To take advantage of the cytoadhesive characteristics of Wheat germ agglutinin (WGA) for improved particulate drug delivery, the interaction between WGA-grafted poly(D,L-lactic-co-glycolic acid)-microspheres and Caco-2 monolayers was investigated using bovine serum albumin (BSA) or glycine coated microspheres as a control. Covalent immobilization of WGA by the carbodiimide/N-hydroxysuccinimide-method on 4 μm microspheres yielded a surface density of 9.67 ± 1.21 × 106 molecules/particle, whereas 0.22 ± 0.04 × 106 WGA-molecules were bound by physical adsorption.
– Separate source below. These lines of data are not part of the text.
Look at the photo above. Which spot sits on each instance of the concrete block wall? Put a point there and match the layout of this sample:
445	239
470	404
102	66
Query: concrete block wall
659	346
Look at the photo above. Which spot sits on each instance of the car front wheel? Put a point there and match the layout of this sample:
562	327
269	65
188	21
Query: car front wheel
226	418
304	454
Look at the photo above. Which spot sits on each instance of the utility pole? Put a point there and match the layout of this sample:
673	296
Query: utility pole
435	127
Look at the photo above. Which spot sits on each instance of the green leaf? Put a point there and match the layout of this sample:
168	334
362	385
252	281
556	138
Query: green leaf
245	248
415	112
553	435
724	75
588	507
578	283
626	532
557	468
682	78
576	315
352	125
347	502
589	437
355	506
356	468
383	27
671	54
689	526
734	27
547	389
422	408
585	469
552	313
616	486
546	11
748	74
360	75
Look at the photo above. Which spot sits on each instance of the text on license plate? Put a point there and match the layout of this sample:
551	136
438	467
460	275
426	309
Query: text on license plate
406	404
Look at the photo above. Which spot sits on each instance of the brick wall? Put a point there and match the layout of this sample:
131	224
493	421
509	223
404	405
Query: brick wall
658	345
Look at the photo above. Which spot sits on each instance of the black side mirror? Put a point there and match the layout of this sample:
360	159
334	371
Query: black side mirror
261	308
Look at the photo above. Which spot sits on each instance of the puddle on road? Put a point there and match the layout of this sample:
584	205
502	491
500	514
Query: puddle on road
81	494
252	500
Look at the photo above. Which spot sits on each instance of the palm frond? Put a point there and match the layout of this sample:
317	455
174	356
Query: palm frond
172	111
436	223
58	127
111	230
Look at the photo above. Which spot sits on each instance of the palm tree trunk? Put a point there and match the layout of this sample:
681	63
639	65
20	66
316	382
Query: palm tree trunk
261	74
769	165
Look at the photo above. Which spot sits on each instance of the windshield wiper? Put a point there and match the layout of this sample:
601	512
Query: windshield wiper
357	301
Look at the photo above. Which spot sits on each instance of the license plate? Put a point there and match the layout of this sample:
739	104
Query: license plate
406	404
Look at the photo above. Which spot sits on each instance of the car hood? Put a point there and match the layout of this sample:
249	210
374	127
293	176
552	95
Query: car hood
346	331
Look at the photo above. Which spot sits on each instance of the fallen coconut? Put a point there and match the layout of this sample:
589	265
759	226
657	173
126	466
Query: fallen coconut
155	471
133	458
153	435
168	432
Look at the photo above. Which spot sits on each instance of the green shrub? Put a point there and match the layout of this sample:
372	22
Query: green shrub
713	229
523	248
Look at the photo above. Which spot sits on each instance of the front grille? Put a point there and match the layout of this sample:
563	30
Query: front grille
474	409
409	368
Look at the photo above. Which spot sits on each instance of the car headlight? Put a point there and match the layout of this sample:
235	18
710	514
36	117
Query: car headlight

After storage for 21 days in HEPES-buffer and treatment of the particles with 5 M urea, 86% of covalently linked lectin was still attached to the particles. At 4°C the Caco-2 binding rate of both, WGA- and BSA-modified particles increased with addition of increasing numbers of particles until saturation was reached at 38150 ± 1740 (WGA) or 12066 ± 1195 (BSA) microspheres bound/mm2 Caco-2 monolayer. Inhibition of Caco-2 binding of WGA-functionalized microspheres by chitotriose indicated for specificity of the interaction. As observed by confocal laser scanning microscopy, the fluorescein-loading of the particles was accumulated intracellularly after incubation of Caco-2 monolayers with WGA-modified microspheres contrary to glycine-grafted microspheres. Additionally, in case of WGA-functionalized microspheres the amount of cell associated fluorescein was 200-fold higher than that of the free solution.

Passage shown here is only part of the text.